A member of the Nanticoke Lenni Lenape Tribal Nation, Jackson serves as secretary of the tribal council. Interestingly, his tribe has a law barring operation of any business that profits from “vice”—including casino gaming.
“My job and my heritage could not be further apart,” he says.
That doesn’t mean his business can’t intersect with tribal casinos. “I assist with reaching out to the tribal regulatory agencies, and I’m interested in taking a more active role in legal matters involving Indian Country.”
As a new lawyer, Jackson had to overcome his feeling that the legal profession resembled a social club, “one where everyone has known everyone for decades, and you weren’t invited to the party.”
But with the introduction of sports betting and esports, a younger generation has made its mark. “That’s very exciting to me.”
Jackson’s mentors from the ranks of Fox Rothschild include partner Christopher Fallon, counsel Prince Thomas, and Nicholas Casiello, Jr. and Marie Jiacopello Jones, co-chairs of the gaming group.
“I also need to mention Patrick Madamba, Jr., who was a partner with Fox before becoming senior vice president and legal counsel with MGM Resorts International.
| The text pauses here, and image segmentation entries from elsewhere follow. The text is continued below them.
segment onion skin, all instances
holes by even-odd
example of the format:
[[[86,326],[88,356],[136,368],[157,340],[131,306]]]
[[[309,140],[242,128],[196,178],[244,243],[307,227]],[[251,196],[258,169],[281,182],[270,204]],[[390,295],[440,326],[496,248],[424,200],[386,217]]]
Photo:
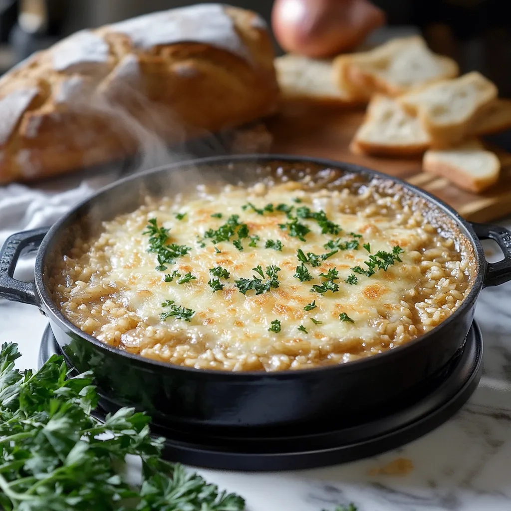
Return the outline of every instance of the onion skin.
[[[275,0],[271,15],[284,50],[316,58],[353,49],[385,21],[368,0]]]

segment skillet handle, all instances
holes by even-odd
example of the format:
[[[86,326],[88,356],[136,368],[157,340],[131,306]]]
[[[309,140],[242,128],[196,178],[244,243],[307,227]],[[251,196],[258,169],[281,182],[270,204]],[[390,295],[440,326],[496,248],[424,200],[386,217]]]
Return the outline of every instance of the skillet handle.
[[[472,223],[472,227],[480,240],[496,241],[504,254],[497,263],[486,263],[483,287],[498,286],[511,280],[511,231],[500,225]]]
[[[21,252],[39,248],[50,227],[17,233],[6,240],[0,251],[0,297],[39,307],[40,301],[33,282],[22,282],[14,278],[14,269]]]

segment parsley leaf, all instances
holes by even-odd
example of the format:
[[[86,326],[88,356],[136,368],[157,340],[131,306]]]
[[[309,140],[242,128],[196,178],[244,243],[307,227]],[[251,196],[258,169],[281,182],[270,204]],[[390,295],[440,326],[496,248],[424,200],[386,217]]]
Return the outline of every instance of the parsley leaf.
[[[212,278],[208,281],[208,285],[214,293],[216,291],[221,291],[224,288],[224,285],[220,284],[220,279]]]
[[[265,248],[273,248],[274,250],[282,251],[282,243],[280,240],[267,240],[266,244],[264,246]]]
[[[351,284],[352,286],[356,286],[358,284],[358,279],[354,273],[352,273],[344,281],[344,282],[347,284]]]
[[[162,307],[170,307],[170,310],[160,314],[160,319],[165,321],[167,318],[175,317],[177,319],[183,319],[185,321],[190,321],[195,314],[195,311],[191,309],[185,307],[179,307],[176,305],[174,300],[166,300],[161,304]]]
[[[328,273],[320,273],[319,276],[323,277],[324,278],[326,278],[327,280],[332,281],[332,282],[334,281],[339,280],[339,272],[335,268],[331,268],[328,270]]]
[[[311,231],[311,229],[307,225],[301,224],[298,221],[297,218],[293,218],[291,222],[285,224],[279,224],[281,229],[288,229],[288,234],[293,238],[297,238],[301,241],[305,241],[306,235]]]
[[[215,268],[210,268],[210,273],[214,276],[220,277],[221,278],[227,280],[229,278],[230,274],[225,268],[221,266],[215,266]]]
[[[264,277],[261,265],[258,265],[257,268],[252,268],[252,269],[257,271],[261,276]],[[281,269],[278,266],[272,265],[266,268],[266,274],[269,278],[265,282],[263,283],[261,278],[254,275],[251,280],[239,278],[237,281],[235,281],[235,285],[240,292],[243,294],[250,290],[255,291],[256,294],[262,294],[265,291],[270,291],[272,288],[278,287],[280,283],[277,273],[280,271]]]
[[[234,236],[236,228],[240,225],[238,221],[239,218],[239,215],[231,215],[227,222],[216,230],[213,229],[206,230],[204,233],[204,237],[210,238],[214,245],[221,241],[228,241]]]
[[[261,238],[256,234],[253,236],[250,236],[250,242],[248,244],[249,247],[257,247],[257,242]]]
[[[331,291],[332,293],[336,292],[339,291],[339,285],[332,281],[325,281],[321,286],[316,285],[311,289],[311,292],[319,293],[321,294],[324,294],[329,291]]]
[[[341,312],[339,315],[339,319],[346,323],[354,323],[355,321],[345,312]]]
[[[336,249],[338,250],[358,250],[359,245],[357,240],[350,240],[344,242],[338,238],[336,240],[331,240],[323,246],[325,248]]]
[[[197,277],[194,277],[189,271],[185,273],[178,281],[178,284],[185,284],[190,282],[190,281],[196,280]]]
[[[301,282],[306,282],[307,281],[312,281],[313,277],[307,269],[307,267],[303,263],[299,266],[296,267],[296,271],[293,277],[296,277]]]
[[[281,331],[281,322],[278,319],[275,319],[271,322],[271,326],[268,329],[268,332],[274,332],[278,334]]]
[[[301,248],[298,248],[298,250],[296,251],[296,257],[298,258],[298,260],[301,261],[302,263],[309,262],[307,256],[304,253],[304,251]]]
[[[169,229],[163,226],[158,227],[156,218],[151,218],[148,222],[149,223],[146,227],[146,230],[142,233],[150,236],[149,248],[147,251],[156,253],[159,265],[156,269],[159,271],[165,271],[167,268],[165,265],[174,264],[177,258],[185,256],[192,248],[176,243],[167,245],[169,239]]]
[[[304,307],[304,311],[312,311],[313,309],[315,309],[317,306],[316,305],[316,300],[314,300],[312,303],[307,304],[307,305]]]
[[[122,408],[104,424],[91,416],[99,399],[91,373],[70,375],[56,355],[39,371],[24,373],[14,367],[19,356],[16,344],[2,346],[3,509],[245,509],[240,497],[219,492],[182,466],[162,460],[163,443],[151,434],[147,415]],[[128,455],[142,465],[137,484],[124,477]]]

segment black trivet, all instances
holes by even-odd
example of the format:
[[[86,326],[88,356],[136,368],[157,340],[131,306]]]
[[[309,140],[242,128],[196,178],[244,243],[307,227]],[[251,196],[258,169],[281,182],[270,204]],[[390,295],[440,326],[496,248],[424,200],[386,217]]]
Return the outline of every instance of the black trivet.
[[[49,326],[39,351],[40,366],[60,350]],[[265,429],[247,434],[212,434],[154,426],[166,439],[165,455],[187,464],[228,470],[289,470],[353,461],[388,451],[422,436],[450,419],[475,390],[482,369],[482,339],[475,322],[462,353],[445,378],[436,380],[425,396],[401,409],[356,426],[335,425],[309,431],[272,433]],[[384,382],[382,382],[384,384]],[[99,409],[95,416],[102,420]]]

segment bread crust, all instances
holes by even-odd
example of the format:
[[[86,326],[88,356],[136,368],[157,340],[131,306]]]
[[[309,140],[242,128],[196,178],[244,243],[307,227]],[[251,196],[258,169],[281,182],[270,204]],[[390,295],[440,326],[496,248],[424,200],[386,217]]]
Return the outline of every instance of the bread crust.
[[[274,112],[280,95],[264,21],[249,11],[203,4],[173,10],[178,24],[179,16],[194,8],[192,20],[203,31],[196,40],[192,27],[186,40],[148,45],[137,39],[140,27],[130,33],[131,26],[122,22],[82,31],[5,75],[0,112],[3,104],[12,109],[16,91],[33,88],[37,93],[0,143],[0,183],[131,156],[154,134],[178,144]],[[212,35],[215,23],[208,28],[206,19],[212,13],[231,28]],[[149,19],[142,35],[150,42],[155,28]],[[75,50],[83,53],[81,61]]]

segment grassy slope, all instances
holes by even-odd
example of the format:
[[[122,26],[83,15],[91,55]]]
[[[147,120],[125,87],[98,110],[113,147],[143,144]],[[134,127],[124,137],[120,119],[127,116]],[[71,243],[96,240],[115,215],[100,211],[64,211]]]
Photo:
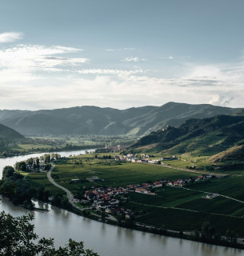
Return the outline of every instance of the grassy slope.
[[[70,190],[72,193],[86,190],[91,186],[120,186],[129,184],[141,184],[148,180],[159,178],[177,179],[198,174],[189,173],[179,170],[164,168],[158,166],[122,163],[108,166],[109,162],[94,160],[77,156],[70,158],[69,163],[57,165],[52,172],[54,180],[60,185]],[[87,177],[98,176],[106,182],[70,184],[72,178],[85,179]],[[53,194],[62,192],[50,185],[46,178],[46,174],[30,174],[29,180],[33,185],[44,185],[51,189]],[[201,191],[218,193],[244,202],[244,177],[233,176],[225,178],[211,179],[210,182],[198,182],[186,190],[179,188],[163,186],[156,188],[158,195],[130,193],[129,202],[123,207],[142,211],[142,215],[136,221],[162,226],[174,230],[200,230],[202,222],[209,220],[218,232],[225,233],[228,229],[244,236],[242,230],[244,218],[244,203],[230,198],[218,197],[209,200],[202,198],[206,194]],[[37,188],[38,186],[36,186]],[[200,190],[200,191],[198,191]]]

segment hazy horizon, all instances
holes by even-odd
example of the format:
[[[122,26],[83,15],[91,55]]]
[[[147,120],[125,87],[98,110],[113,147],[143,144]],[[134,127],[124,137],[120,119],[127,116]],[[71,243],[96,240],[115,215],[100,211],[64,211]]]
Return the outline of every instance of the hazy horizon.
[[[244,2],[1,3],[0,109],[243,107]]]

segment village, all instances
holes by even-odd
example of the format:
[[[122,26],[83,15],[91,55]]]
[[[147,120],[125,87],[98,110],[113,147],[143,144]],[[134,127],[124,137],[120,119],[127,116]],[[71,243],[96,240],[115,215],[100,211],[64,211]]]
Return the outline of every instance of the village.
[[[120,207],[121,202],[128,201],[126,194],[130,192],[141,193],[150,196],[157,195],[157,188],[163,186],[182,188],[195,182],[206,181],[212,178],[210,174],[202,174],[197,177],[190,177],[185,179],[177,179],[170,181],[169,179],[160,179],[154,182],[146,182],[143,184],[128,185],[123,187],[103,187],[99,186],[93,186],[92,190],[86,191],[84,197],[86,200],[76,200],[77,202],[92,202],[92,208],[98,211],[105,210],[107,214],[125,214],[126,218],[130,218],[133,214],[131,210],[125,210]],[[94,177],[94,181],[102,181],[98,177]]]

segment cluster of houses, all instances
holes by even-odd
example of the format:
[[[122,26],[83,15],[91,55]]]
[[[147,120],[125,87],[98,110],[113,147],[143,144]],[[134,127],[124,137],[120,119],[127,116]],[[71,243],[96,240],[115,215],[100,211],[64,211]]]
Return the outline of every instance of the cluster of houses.
[[[122,211],[121,208],[118,208],[119,206],[119,200],[118,200],[118,197],[116,197],[118,195],[121,195],[123,199],[126,199],[126,194],[129,192],[142,193],[154,196],[156,194],[152,192],[152,189],[157,187],[162,186],[182,187],[189,182],[206,180],[211,178],[212,176],[210,174],[202,174],[194,178],[178,179],[176,181],[161,179],[152,183],[128,185],[118,188],[93,186],[93,190],[86,190],[84,196],[88,201],[93,202],[92,206],[97,210],[106,210],[106,213],[116,214]]]
[[[132,162],[144,162],[144,163],[158,163],[161,161],[171,161],[171,160],[177,160],[178,157],[174,155],[170,158],[162,158],[158,160],[151,160],[150,158],[150,155],[147,154],[142,154],[141,155],[138,155],[137,154],[134,155],[133,154],[128,154],[126,155],[116,155],[115,160],[116,161],[129,161]]]
[[[105,148],[100,148],[95,150],[95,153],[118,153],[125,150],[126,147],[122,145],[117,145],[113,146],[106,146]]]

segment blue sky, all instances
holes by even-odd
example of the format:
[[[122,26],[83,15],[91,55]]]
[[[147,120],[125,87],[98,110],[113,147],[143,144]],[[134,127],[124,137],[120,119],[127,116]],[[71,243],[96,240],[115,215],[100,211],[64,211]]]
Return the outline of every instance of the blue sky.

He was never afraid to share whatever was on his mind.”
Jackson’s parents, Linda and Harry, Jr., sacrificed a lot to help him become the first attorney in the family. “They’re always there to give advice or lend an ear.”
As for his own advice, Jackson says: Research. Read. Review. “Try to stay on top of the news and evolve along with the industry.”
In his off hours, Jackson still relaxes at pinball. “I’d love to see WMS go back into pinball manufacturing,” he says. “They made some of the best machines.”